Par ailleurs, le privé ne résoudra pas le problème de la transition écologique : « Il convient de doter la puissance publique d'outils permettant de se projeter dans le long terme au-delà de la vision souvent court-termiste des marchés et du cycle électoral. Un horizon temporel étendu est en effet indispensable pour mettre en œuvre une politique efficace en faveur de l'innovation et de la recherche et pour promouvoir la localisation d'activités porteuses d'emploi compatibles avec les exigences de la transition écologique dans tous les secteurs, enfin pour former du personnel qualifié. » Le drame est que la transition écologique est spontanément inégalitaire : pour l'autrice, « il est nécessaire de mettre en place des mécanismes redistributifs robustes et une pensée stratégique de la répartition de l'effort à prévoir. Les plus pauvres sont doublement pénalisés : d'une part ils sont particulièrement exposés au coût de la transition écologique car ils consacrent une part disproportionnée de leurs revenus aux dépenses énergétiques. Pour des ménages de taille identique, ces dépenses représentent 3% du revenu pour les ménages les plus aisés contre 20% pour les ménages les moins aisés. Or les ménages situés parmi les 10% les plus riches émettent 40 tonnes d'équivalent CO2 par ménage et par an contre 15 tonnes pour les 10% les plus pauvres soit une empreinte carbone presque 3 fois supérieure. »
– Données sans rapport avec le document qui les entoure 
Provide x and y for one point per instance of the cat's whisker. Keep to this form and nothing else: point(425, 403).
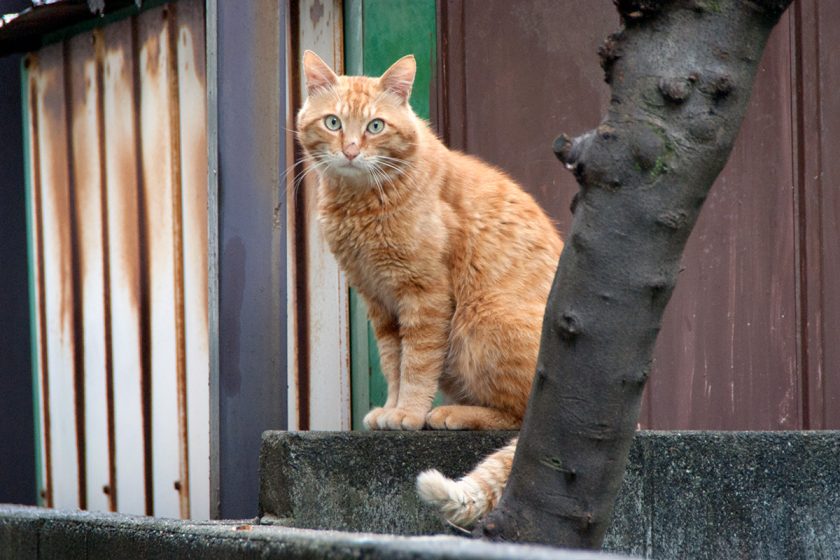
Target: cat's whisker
point(298, 179)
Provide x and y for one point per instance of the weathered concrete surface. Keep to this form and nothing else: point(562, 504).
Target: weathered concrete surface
point(28, 533)
point(685, 495)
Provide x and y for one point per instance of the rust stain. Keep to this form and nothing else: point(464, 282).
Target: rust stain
point(316, 12)
point(99, 60)
point(76, 312)
point(143, 272)
point(178, 254)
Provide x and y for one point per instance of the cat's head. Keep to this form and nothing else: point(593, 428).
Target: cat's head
point(357, 127)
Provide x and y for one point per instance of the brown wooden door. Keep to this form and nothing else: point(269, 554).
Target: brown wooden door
point(747, 340)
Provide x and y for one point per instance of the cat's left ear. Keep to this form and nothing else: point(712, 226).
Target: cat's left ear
point(318, 74)
point(399, 78)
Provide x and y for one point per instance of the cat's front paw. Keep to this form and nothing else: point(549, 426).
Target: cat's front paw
point(394, 419)
point(371, 418)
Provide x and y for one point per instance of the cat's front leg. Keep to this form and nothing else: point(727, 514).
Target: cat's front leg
point(388, 341)
point(424, 333)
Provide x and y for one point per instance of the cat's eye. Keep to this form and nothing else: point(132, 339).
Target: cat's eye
point(332, 122)
point(375, 126)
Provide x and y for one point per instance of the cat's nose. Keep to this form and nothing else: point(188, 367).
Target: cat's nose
point(351, 151)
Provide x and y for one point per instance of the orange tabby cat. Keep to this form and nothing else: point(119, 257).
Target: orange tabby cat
point(453, 259)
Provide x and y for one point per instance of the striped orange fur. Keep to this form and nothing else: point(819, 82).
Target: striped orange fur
point(453, 259)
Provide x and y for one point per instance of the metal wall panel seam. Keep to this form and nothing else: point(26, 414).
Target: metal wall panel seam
point(40, 381)
point(183, 484)
point(212, 77)
point(99, 53)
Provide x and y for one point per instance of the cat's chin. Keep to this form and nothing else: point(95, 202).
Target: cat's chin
point(351, 172)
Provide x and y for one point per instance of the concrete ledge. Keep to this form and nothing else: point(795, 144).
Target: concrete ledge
point(28, 533)
point(685, 495)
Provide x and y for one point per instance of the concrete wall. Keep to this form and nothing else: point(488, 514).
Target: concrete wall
point(32, 533)
point(685, 494)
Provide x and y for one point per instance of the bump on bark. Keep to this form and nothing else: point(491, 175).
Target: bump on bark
point(568, 326)
point(609, 52)
point(635, 11)
point(675, 90)
point(673, 220)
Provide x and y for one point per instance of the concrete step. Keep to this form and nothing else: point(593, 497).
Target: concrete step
point(685, 494)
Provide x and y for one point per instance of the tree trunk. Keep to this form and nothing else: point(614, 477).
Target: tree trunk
point(681, 74)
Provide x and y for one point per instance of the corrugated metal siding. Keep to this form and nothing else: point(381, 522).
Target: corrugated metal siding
point(118, 180)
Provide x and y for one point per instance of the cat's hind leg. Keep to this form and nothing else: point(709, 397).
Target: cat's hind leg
point(466, 417)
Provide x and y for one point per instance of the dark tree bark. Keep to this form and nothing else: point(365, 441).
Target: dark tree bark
point(681, 73)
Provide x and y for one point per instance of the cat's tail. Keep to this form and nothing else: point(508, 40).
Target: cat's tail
point(469, 498)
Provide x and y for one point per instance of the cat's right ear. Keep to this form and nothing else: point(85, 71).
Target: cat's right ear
point(319, 76)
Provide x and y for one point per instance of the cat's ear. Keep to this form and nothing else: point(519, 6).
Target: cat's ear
point(399, 78)
point(318, 74)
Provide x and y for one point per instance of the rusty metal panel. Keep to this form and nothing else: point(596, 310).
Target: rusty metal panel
point(83, 103)
point(125, 267)
point(193, 116)
point(159, 157)
point(516, 74)
point(51, 160)
point(319, 387)
point(120, 246)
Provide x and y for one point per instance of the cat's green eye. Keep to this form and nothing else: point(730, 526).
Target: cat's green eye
point(332, 122)
point(375, 126)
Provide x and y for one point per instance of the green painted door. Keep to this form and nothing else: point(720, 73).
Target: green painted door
point(377, 33)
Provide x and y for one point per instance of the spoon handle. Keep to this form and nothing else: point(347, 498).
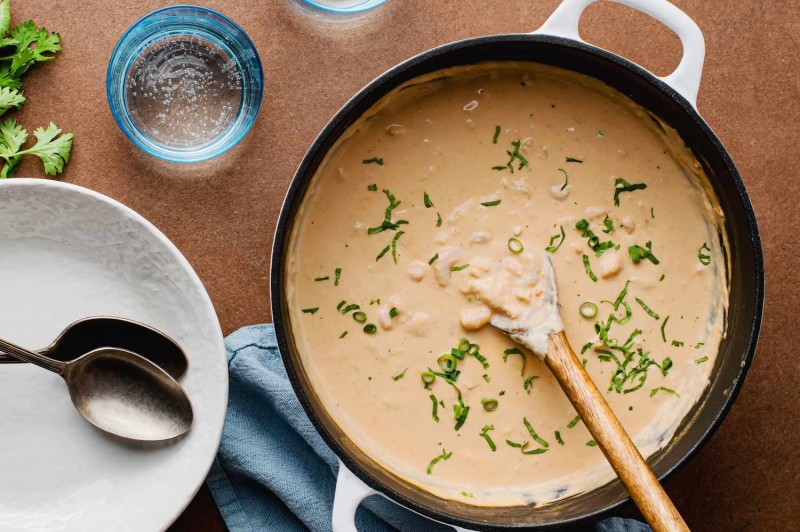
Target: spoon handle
point(23, 354)
point(633, 471)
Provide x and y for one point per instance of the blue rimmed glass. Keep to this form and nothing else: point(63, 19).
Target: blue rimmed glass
point(203, 24)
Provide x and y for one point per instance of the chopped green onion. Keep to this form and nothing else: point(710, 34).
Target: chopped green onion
point(489, 404)
point(444, 456)
point(705, 260)
point(550, 248)
point(447, 362)
point(398, 377)
point(588, 268)
point(626, 187)
point(647, 309)
point(566, 178)
point(515, 351)
point(394, 245)
point(484, 434)
point(382, 253)
point(588, 309)
point(535, 436)
point(662, 388)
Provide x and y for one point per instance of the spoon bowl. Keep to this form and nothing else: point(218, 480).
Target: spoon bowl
point(125, 394)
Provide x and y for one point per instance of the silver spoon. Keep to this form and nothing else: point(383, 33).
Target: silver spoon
point(92, 333)
point(120, 392)
point(542, 331)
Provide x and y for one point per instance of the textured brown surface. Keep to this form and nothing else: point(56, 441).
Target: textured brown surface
point(221, 214)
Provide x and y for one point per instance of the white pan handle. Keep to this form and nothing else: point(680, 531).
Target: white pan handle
point(686, 78)
point(350, 491)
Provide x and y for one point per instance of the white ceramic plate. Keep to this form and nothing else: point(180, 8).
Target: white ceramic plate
point(66, 253)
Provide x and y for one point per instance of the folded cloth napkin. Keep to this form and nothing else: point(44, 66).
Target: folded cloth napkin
point(275, 473)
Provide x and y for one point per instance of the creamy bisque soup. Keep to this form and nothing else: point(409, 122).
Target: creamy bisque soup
point(507, 156)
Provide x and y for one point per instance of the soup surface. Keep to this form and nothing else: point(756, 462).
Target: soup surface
point(427, 215)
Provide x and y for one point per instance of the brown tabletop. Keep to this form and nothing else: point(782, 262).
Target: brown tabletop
point(221, 213)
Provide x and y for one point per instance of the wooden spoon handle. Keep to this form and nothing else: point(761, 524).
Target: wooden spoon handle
point(633, 471)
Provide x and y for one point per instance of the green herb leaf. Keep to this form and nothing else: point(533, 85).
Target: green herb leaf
point(626, 187)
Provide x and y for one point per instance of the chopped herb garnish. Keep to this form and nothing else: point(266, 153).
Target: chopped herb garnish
point(382, 253)
point(647, 309)
point(705, 260)
point(609, 223)
point(566, 178)
point(664, 389)
point(535, 436)
point(515, 351)
point(588, 268)
point(594, 241)
point(387, 217)
point(484, 434)
point(528, 385)
point(489, 404)
point(550, 248)
point(398, 377)
point(626, 187)
point(638, 253)
point(444, 456)
point(394, 245)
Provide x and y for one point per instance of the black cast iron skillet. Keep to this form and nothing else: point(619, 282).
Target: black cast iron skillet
point(746, 266)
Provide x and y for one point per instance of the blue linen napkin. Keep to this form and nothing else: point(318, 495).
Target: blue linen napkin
point(275, 473)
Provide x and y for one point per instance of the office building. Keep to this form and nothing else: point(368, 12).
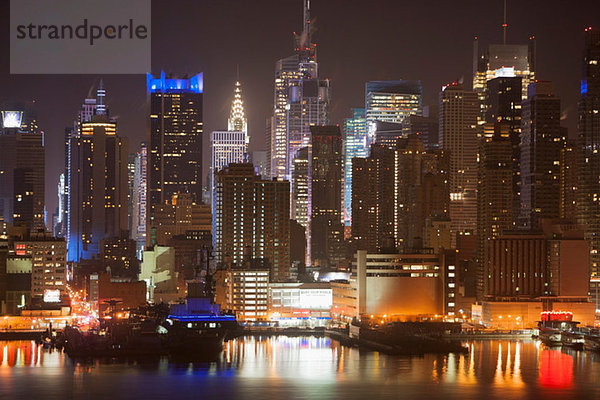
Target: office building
point(458, 114)
point(230, 146)
point(49, 265)
point(391, 101)
point(251, 220)
point(175, 157)
point(177, 217)
point(354, 146)
point(97, 201)
point(502, 61)
point(300, 100)
point(541, 146)
point(325, 191)
point(22, 162)
point(588, 190)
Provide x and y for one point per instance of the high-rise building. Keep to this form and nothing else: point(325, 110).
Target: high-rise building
point(458, 114)
point(140, 202)
point(588, 168)
point(300, 204)
point(541, 146)
point(301, 100)
point(259, 159)
point(503, 104)
point(49, 267)
point(252, 219)
point(325, 191)
point(502, 60)
point(226, 147)
point(494, 201)
point(391, 101)
point(22, 185)
point(98, 186)
point(175, 158)
point(355, 137)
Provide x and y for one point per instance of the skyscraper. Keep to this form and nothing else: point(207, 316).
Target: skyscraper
point(140, 202)
point(392, 102)
point(251, 220)
point(355, 142)
point(458, 114)
point(503, 104)
point(300, 100)
point(175, 159)
point(22, 182)
point(325, 190)
point(98, 185)
point(588, 190)
point(541, 146)
point(502, 60)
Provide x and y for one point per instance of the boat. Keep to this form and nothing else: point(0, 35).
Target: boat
point(552, 324)
point(591, 340)
point(196, 328)
point(573, 339)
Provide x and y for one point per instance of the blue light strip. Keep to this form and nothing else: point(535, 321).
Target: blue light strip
point(195, 84)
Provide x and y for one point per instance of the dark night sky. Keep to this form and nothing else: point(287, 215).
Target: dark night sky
point(357, 41)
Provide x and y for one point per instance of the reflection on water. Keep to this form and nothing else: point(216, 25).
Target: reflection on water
point(307, 367)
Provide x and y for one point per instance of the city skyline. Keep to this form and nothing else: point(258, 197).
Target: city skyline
point(129, 100)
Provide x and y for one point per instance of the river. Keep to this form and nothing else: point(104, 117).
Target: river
point(307, 368)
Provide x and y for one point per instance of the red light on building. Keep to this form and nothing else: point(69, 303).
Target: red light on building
point(555, 369)
point(556, 316)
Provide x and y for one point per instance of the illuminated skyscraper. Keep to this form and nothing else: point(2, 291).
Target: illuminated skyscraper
point(588, 190)
point(541, 147)
point(355, 141)
point(230, 146)
point(98, 188)
point(300, 100)
point(458, 114)
point(175, 159)
point(252, 220)
point(22, 167)
point(392, 102)
point(140, 202)
point(325, 190)
point(502, 61)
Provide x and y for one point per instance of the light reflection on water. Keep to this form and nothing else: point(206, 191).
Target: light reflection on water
point(307, 367)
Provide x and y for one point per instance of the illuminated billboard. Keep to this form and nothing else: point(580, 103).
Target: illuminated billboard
point(11, 119)
point(51, 296)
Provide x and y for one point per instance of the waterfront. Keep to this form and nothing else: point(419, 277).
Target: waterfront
point(307, 367)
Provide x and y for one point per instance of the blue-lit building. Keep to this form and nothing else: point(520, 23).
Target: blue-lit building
point(355, 145)
point(391, 102)
point(97, 179)
point(175, 156)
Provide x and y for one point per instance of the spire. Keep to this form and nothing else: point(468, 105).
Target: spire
point(504, 24)
point(100, 94)
point(237, 120)
point(306, 32)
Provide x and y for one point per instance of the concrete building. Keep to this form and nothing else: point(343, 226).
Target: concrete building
point(49, 265)
point(300, 304)
point(400, 286)
point(588, 166)
point(181, 214)
point(176, 127)
point(159, 273)
point(541, 145)
point(251, 220)
point(243, 291)
point(325, 191)
point(459, 110)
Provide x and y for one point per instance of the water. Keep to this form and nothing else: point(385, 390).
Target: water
point(307, 368)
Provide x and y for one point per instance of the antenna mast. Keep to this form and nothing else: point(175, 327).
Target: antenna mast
point(504, 25)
Un bouleversement la politique patrimoniale est également à prévoir. : « Au début de l'année 2021, 50% des ménages les plus riches détenait 92% de l'ensemble du patrimoine ; les 5% les plus riches en détenaient 1/3 et le 1% le plus riche en détenait 15% à lui tout seul. Par ailleurs l'héritage constitue désormais 60% du patrimoine total contre 35% dans les années 70. L'héritage moyen de 0,1% des plus gros héritiers représente enfin 180 fois l'héritage médian. Autrement dit, le patrimoine est de plus en plus concentré et la richesse de plus en plus due au hasard de la naissance. » Il a été calculé que « l'introduction votée à l'Assemblée nationale en février 2025 d'un impôt minimal sur le revenu des 1800 foyers les plus riches (possédant plus de 10 millions d'euros de patrimoine) égal à 2% de la valeur de leur patrimoine permettrait de rapporter à l'état entre 15 et 25 milliards d'euros de recettes fiscales annuelles supplémentaires. De quoi financer l'équivalent de pans entiers de l'action publique comme le budget du ministère de la Justice, qui est de 10 milliards d'euros environ, ou encore celui de l'enseignement supérieur qui est de 18,5 milliards.